Sometimes, it's difficult to pull over on Prince of Wales Drive. Before the construction, parts of the shoulder were so crumbled that you had to be careful not to hit a pothole and risk damaging the car's suspension. If there was a lot of traffic, there was a risk to your personal safety. But I told myself that when the lighting was right, I would capture this beautiful barn for my POTD.
On the first morning where traffic was light and the sunrise was perfect, I pulled onto the shoulder of the road. But my attention wasn't on the barn. It was a cold, late-winter morning, and there were ice crystals in the air. As the sun climbed above the horizon, a perfect sundog created a cat's eye in the sky. That had to be my daily photo.
It was early in the year. I had plenty of time to capture the farm.
When the snow disappeared, a resurfacing project began on Prince of Wales Drive. It was a long time coming. Finally, cyclists would have a safe roadway on which to make their commute. Unfortunately, the construction meant the end of pulling over to the side of the road. My plan to capture the barn would have to wait until the road work was done.

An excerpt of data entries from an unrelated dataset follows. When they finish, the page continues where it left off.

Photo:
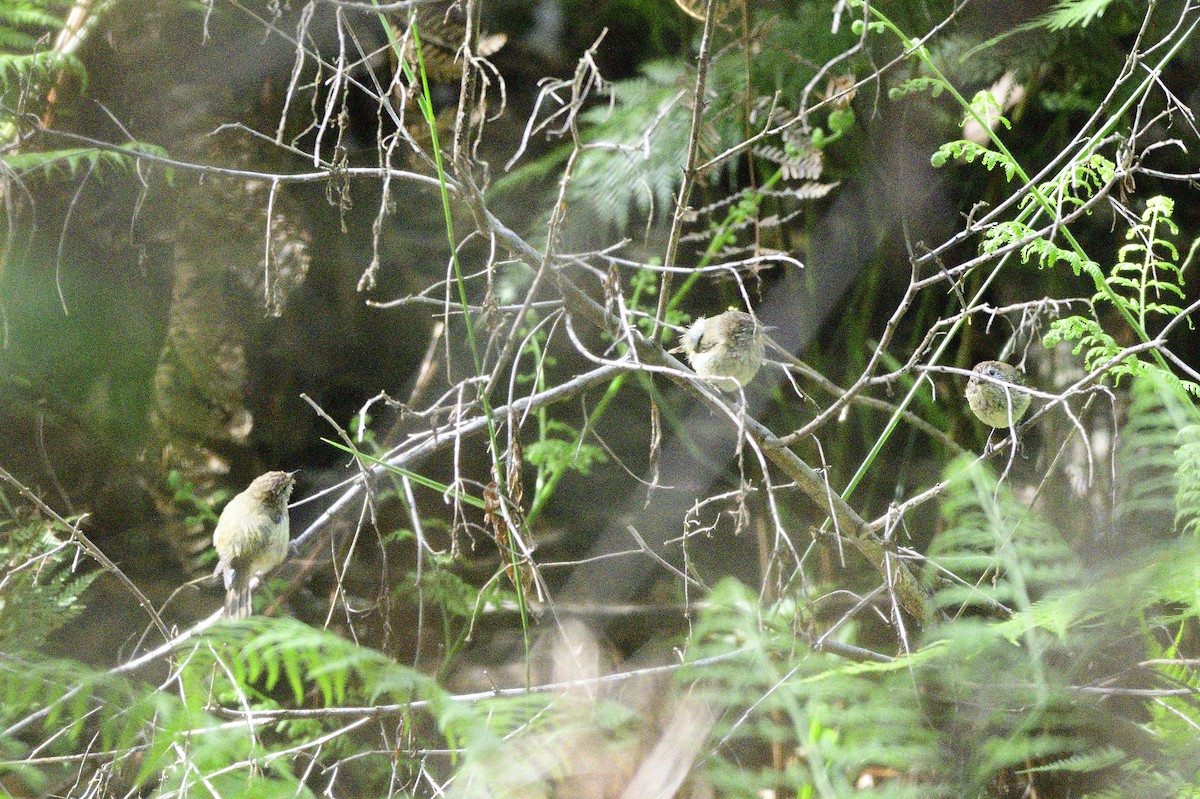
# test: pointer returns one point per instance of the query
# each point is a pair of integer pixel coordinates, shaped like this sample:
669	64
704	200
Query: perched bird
252	538
997	404
726	349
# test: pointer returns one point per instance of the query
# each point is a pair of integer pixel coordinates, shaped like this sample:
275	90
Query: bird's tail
238	599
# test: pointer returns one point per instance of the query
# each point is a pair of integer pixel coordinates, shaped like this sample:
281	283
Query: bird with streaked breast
726	349
251	538
997	404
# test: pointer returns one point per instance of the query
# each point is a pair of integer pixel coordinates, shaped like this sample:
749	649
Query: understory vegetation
441	258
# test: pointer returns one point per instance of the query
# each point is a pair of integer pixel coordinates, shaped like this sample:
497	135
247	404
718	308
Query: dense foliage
438	256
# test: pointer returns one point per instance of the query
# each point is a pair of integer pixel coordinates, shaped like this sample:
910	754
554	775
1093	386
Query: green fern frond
1001	553
39	592
1147	456
1071	13
1187	478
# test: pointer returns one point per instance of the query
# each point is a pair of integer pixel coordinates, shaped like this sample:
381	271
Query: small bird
997	404
252	538
726	349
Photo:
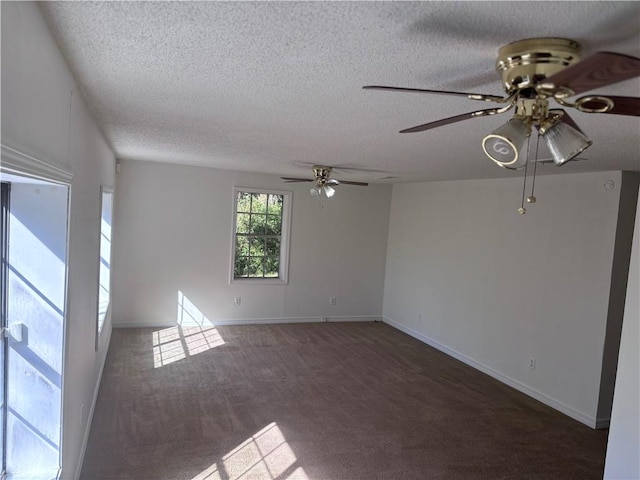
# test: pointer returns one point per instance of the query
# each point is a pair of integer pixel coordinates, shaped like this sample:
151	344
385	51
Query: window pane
275	204
242	223
259	203
255	267
242	246
273	226
257	224
272	247
240	267
244	202
271	267
256	246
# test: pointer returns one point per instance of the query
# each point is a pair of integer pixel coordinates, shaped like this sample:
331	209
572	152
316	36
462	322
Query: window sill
259	281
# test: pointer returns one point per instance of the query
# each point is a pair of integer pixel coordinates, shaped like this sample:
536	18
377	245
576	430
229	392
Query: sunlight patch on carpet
194	334
265	455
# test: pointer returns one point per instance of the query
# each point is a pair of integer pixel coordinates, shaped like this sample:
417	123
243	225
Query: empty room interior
320	240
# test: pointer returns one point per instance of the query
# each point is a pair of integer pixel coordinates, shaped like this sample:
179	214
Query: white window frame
283	273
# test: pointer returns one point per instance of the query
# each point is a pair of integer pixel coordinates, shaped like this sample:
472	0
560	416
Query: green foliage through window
258	235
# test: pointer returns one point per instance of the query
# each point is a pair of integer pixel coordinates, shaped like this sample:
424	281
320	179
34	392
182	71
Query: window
104	277
260	235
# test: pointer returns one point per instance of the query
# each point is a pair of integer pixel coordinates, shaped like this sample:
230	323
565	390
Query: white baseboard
603	423
260	321
541	397
87	430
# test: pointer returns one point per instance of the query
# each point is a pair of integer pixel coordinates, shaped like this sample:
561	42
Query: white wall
495	288
44	116
623	461
172	233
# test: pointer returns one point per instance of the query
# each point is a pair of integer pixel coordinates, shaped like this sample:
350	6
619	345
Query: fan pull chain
523	210
532	198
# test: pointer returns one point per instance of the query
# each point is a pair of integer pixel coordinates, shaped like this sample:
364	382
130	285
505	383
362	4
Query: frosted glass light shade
504	144
565	142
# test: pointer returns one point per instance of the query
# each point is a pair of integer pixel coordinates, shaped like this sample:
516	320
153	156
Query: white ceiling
275	87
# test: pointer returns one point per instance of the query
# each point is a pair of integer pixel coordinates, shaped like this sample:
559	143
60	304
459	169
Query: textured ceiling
275	87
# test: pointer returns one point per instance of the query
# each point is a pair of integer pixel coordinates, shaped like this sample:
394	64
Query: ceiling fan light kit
323	184
504	144
533	72
565	142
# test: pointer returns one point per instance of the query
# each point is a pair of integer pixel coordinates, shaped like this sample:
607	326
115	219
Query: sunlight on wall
104	291
36	285
194	334
265	455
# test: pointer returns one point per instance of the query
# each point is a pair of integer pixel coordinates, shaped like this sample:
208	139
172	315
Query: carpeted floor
343	401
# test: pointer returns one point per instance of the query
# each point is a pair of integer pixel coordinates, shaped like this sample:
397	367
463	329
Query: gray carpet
344	401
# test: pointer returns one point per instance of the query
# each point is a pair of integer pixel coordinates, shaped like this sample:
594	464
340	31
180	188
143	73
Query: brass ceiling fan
535	71
323	184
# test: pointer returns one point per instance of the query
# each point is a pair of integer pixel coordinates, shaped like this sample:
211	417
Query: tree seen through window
258	235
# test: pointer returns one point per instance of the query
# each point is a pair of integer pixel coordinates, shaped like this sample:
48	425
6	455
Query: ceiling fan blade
361	184
599	70
471	96
447	121
289	179
621	105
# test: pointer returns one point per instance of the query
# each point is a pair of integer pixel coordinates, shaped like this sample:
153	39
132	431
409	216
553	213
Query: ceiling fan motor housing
525	63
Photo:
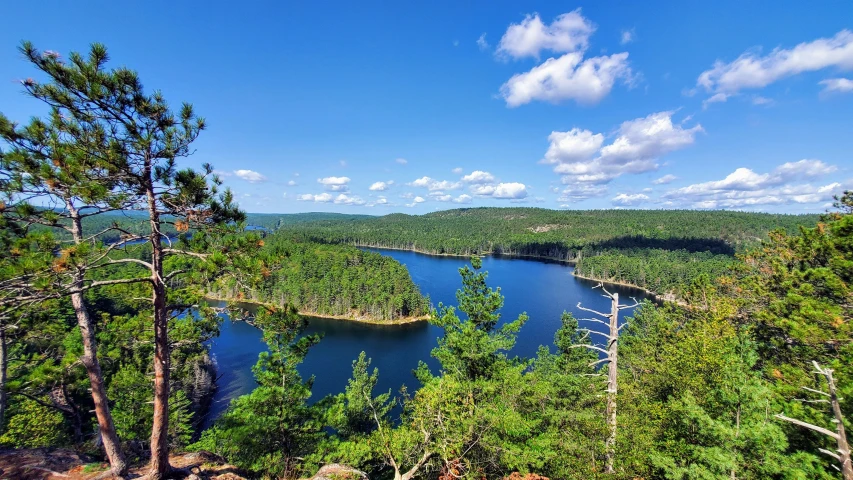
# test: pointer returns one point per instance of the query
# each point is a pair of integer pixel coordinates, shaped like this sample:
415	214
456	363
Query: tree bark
160	467
3	364
843	446
112	445
612	386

I first learned of the fire through social media. I read about the tragedy, online, of the loss of 80 cows. Prince of Wales Drive was closed in both directions as fire fighters coped with the blaze. I was so heartbroken for the loss of life (thankfully, no human life was lost), for the loss of a historic Ottawa landmark, that I didn't think about the loss of a photo opportunity.
By the time I was on my homebound commute, the road was opened in the southbound direction only, which was in my favour. Though the fire wasn't completely out, it was well under control. I had to see the destruction for myself.
I wish I hadn't taken the route. Smoke drifted across the road, over the pastures and toward the Rideau River, and even though my windows were closed, the smell of burned wood filled my nostrils. And then, something more.
Three days later, on my morning commute, I passed what was once the barn again, and there was a new smell in the air, as the farmers cleaned the area: rotting meat. I wouldn't drive past the barn again for about two weeks, opting to take Merivale Road as a detour.
So much loss. It really was sad.
As summer came, I would pass Blackrapids Farm and lament how the loss of the barn was so tragic, and how I had never been able to capture it for my POTD. My missed opportunity was insignificant, but I would always remember that farm, even though it wouldn't be a part of my project.
Over this past weekend, as I started looking at my rejected POTD photos, the ones I didn't use for my project, I noticed that many of them were still good photos and shouldn't be forgotten. I went through each file folder and pulled out some of the other decent photos.
In capturing my POTD of the sundog, I had forgotten that I had captured other images. The light was too perfect and I didn't know when I would get the opportunity to stop along the road again. After I had captured the sundog and before I climbed back into my car, I turned around and took one more shot.
The barn has never been forgotten. The cattle is remembered every time I pass what remains of the farm. But I also have a photo of the barn. Not used as a POTD, but captured as a memory.